BEIJING — China’s central bank has drained liquidity from the market for three consecutive weeks, as demand for funds fall after the Lunar New Year holiday.
The People’s Bank of China (PBOC) withdrew 625 billion yuan ($90.84 billion) from the market from Feb 6 through Feb 10, up from 70 billion yuan last week.
The central bank skipped open market operations for the sixth straight session on Feb 10, citing a “relatively high level” of liquidity in the banking system.
It is standard practice for the PBOC to inject large amounts of liquidity into the banking system ahead of the Lunar New Year holiday when demand for funds surges, and to drain liquidity after the holiday as demand falls, according to Wen Bin, an analyst at China Minsheng Banking Corporation.
The liquidity withdrawal reinforces the view that the country is moving to a tighter policy as the economy shows signs of steadying.
China reported 6.7 percent economic growth in 2016, lower than in recent years but within the target range.
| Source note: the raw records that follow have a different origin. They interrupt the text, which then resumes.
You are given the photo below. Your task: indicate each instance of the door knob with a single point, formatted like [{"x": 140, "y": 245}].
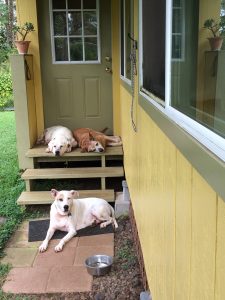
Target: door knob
[{"x": 108, "y": 70}]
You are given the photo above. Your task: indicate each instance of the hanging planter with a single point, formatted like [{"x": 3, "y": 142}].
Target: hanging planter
[
  {"x": 22, "y": 46},
  {"x": 215, "y": 43},
  {"x": 21, "y": 31}
]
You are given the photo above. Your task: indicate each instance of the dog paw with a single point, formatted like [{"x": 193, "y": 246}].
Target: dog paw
[
  {"x": 43, "y": 247},
  {"x": 103, "y": 225},
  {"x": 58, "y": 248}
]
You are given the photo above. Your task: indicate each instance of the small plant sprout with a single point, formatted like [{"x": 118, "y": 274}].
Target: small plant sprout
[{"x": 23, "y": 30}]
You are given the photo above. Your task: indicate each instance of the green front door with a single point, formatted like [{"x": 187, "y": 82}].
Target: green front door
[{"x": 75, "y": 43}]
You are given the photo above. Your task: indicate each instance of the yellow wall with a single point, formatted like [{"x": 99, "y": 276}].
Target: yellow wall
[
  {"x": 27, "y": 12},
  {"x": 180, "y": 218}
]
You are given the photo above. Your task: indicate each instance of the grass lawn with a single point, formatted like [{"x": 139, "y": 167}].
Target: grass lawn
[{"x": 10, "y": 181}]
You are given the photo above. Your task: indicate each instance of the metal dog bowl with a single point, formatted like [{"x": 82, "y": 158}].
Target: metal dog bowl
[{"x": 98, "y": 264}]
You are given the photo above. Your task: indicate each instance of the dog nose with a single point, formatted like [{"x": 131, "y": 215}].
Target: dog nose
[{"x": 66, "y": 207}]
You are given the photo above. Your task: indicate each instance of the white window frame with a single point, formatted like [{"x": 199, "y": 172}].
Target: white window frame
[
  {"x": 54, "y": 61},
  {"x": 182, "y": 34},
  {"x": 123, "y": 77},
  {"x": 208, "y": 138}
]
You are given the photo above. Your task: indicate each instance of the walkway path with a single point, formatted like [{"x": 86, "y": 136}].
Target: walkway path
[{"x": 51, "y": 272}]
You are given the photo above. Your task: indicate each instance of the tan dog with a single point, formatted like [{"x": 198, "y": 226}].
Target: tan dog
[
  {"x": 59, "y": 140},
  {"x": 90, "y": 140},
  {"x": 70, "y": 214}
]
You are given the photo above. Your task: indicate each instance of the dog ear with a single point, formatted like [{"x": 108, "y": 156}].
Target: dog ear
[
  {"x": 54, "y": 193},
  {"x": 74, "y": 193}
]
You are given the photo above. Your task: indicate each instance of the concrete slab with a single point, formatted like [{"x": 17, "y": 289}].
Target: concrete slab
[
  {"x": 26, "y": 280},
  {"x": 69, "y": 279},
  {"x": 19, "y": 257}
]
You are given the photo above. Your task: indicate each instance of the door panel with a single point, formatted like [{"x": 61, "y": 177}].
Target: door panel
[{"x": 76, "y": 95}]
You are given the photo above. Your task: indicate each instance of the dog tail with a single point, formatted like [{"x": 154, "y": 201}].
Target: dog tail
[{"x": 113, "y": 216}]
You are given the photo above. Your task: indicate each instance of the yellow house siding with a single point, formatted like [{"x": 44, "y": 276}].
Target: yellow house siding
[
  {"x": 27, "y": 12},
  {"x": 180, "y": 218},
  {"x": 220, "y": 251}
]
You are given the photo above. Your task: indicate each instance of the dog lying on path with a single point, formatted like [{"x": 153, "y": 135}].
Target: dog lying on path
[
  {"x": 90, "y": 140},
  {"x": 70, "y": 214},
  {"x": 59, "y": 140}
]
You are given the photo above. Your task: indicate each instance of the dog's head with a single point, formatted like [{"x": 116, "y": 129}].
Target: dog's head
[
  {"x": 59, "y": 145},
  {"x": 64, "y": 200},
  {"x": 95, "y": 146}
]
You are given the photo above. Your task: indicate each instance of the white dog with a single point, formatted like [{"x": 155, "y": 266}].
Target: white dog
[
  {"x": 59, "y": 140},
  {"x": 70, "y": 214}
]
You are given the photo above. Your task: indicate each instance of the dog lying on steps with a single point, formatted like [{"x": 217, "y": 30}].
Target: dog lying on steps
[
  {"x": 90, "y": 140},
  {"x": 70, "y": 214},
  {"x": 59, "y": 140}
]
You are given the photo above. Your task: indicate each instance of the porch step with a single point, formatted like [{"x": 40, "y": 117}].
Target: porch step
[
  {"x": 44, "y": 197},
  {"x": 40, "y": 153},
  {"x": 62, "y": 173}
]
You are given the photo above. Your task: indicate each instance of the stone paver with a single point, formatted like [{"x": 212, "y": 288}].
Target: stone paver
[
  {"x": 50, "y": 258},
  {"x": 72, "y": 243},
  {"x": 84, "y": 252},
  {"x": 69, "y": 279},
  {"x": 19, "y": 240},
  {"x": 26, "y": 280},
  {"x": 19, "y": 257},
  {"x": 52, "y": 272}
]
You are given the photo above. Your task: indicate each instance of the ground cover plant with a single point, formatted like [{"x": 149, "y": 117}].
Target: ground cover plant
[{"x": 10, "y": 181}]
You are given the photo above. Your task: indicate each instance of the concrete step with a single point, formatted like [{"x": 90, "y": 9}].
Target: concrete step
[
  {"x": 39, "y": 151},
  {"x": 44, "y": 197},
  {"x": 59, "y": 173}
]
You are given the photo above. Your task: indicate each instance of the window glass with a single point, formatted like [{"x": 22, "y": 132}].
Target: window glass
[
  {"x": 126, "y": 24},
  {"x": 90, "y": 48},
  {"x": 76, "y": 49},
  {"x": 197, "y": 81},
  {"x": 59, "y": 4},
  {"x": 90, "y": 23},
  {"x": 77, "y": 22},
  {"x": 74, "y": 4},
  {"x": 59, "y": 23},
  {"x": 89, "y": 4},
  {"x": 153, "y": 65},
  {"x": 61, "y": 49}
]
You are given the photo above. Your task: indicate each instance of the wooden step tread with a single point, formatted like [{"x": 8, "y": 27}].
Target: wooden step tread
[
  {"x": 59, "y": 173},
  {"x": 44, "y": 197},
  {"x": 39, "y": 151}
]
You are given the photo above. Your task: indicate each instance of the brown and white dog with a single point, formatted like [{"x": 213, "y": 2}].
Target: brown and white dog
[
  {"x": 90, "y": 140},
  {"x": 59, "y": 140},
  {"x": 70, "y": 214}
]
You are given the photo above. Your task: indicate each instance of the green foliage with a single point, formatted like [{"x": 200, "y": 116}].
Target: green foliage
[
  {"x": 23, "y": 30},
  {"x": 10, "y": 181},
  {"x": 5, "y": 47},
  {"x": 126, "y": 255},
  {"x": 6, "y": 93},
  {"x": 217, "y": 28}
]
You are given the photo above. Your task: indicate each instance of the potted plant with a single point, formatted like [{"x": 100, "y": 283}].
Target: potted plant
[
  {"x": 217, "y": 28},
  {"x": 21, "y": 34}
]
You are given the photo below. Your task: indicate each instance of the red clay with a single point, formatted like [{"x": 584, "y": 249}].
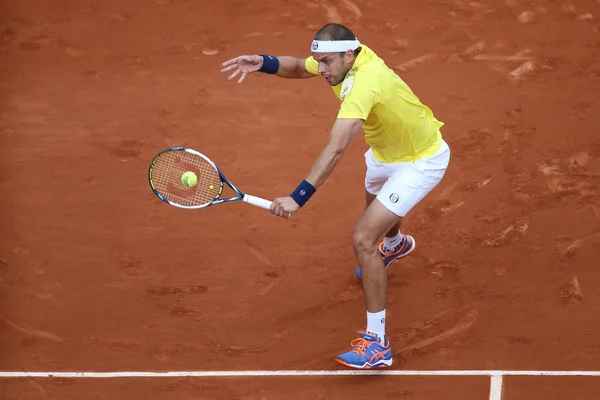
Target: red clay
[{"x": 98, "y": 275}]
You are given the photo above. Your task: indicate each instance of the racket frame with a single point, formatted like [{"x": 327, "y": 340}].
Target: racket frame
[{"x": 256, "y": 201}]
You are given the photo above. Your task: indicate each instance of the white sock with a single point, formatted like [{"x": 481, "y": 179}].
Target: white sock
[
  {"x": 376, "y": 324},
  {"x": 390, "y": 244}
]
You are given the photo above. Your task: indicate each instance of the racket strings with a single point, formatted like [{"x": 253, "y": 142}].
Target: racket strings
[{"x": 167, "y": 172}]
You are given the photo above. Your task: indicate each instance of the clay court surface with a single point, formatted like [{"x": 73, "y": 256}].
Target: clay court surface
[{"x": 96, "y": 274}]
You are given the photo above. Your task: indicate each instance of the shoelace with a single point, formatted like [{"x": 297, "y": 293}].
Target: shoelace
[{"x": 360, "y": 345}]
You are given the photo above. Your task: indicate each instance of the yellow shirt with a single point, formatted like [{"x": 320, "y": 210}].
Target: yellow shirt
[{"x": 398, "y": 127}]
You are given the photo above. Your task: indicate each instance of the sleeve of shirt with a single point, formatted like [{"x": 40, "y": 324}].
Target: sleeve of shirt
[
  {"x": 311, "y": 65},
  {"x": 359, "y": 97}
]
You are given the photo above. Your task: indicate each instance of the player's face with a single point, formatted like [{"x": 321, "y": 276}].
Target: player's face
[{"x": 334, "y": 66}]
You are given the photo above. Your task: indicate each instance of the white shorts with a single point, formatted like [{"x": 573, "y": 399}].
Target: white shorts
[{"x": 400, "y": 186}]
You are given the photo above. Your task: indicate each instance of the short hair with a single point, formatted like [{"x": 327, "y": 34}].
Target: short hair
[{"x": 336, "y": 32}]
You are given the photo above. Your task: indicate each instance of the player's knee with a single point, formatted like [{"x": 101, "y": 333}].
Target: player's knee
[{"x": 363, "y": 242}]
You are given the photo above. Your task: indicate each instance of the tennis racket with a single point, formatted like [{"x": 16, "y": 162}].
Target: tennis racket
[{"x": 165, "y": 177}]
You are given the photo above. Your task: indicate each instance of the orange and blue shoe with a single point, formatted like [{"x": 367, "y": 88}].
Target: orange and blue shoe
[
  {"x": 367, "y": 353},
  {"x": 406, "y": 246}
]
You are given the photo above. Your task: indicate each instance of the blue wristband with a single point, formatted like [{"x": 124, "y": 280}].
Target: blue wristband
[
  {"x": 270, "y": 64},
  {"x": 303, "y": 193}
]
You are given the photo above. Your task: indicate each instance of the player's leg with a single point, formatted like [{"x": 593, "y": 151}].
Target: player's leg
[
  {"x": 392, "y": 239},
  {"x": 372, "y": 349},
  {"x": 407, "y": 184}
]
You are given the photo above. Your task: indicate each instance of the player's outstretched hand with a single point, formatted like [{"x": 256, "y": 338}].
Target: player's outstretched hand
[{"x": 242, "y": 65}]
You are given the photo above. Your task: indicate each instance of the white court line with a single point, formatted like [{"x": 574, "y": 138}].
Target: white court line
[
  {"x": 213, "y": 374},
  {"x": 496, "y": 387}
]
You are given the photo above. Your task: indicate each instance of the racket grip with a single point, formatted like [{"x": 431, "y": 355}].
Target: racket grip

Last week, the PBOC unexpectedly raised lending rates on its standing lending facility short-term loans and the interest rate on open market operation reverse repos, showing that the authorities are committed to containing capital outflows and reining in financial risk.
However, analysts do not expect the central bank to rush to raise its benchmark lending rate any time soon.
China’s monetary policy in 2017 is set to be “prudent and neutral,” keeping appropriate liquidity levels but avoiding excessive liquidity injections.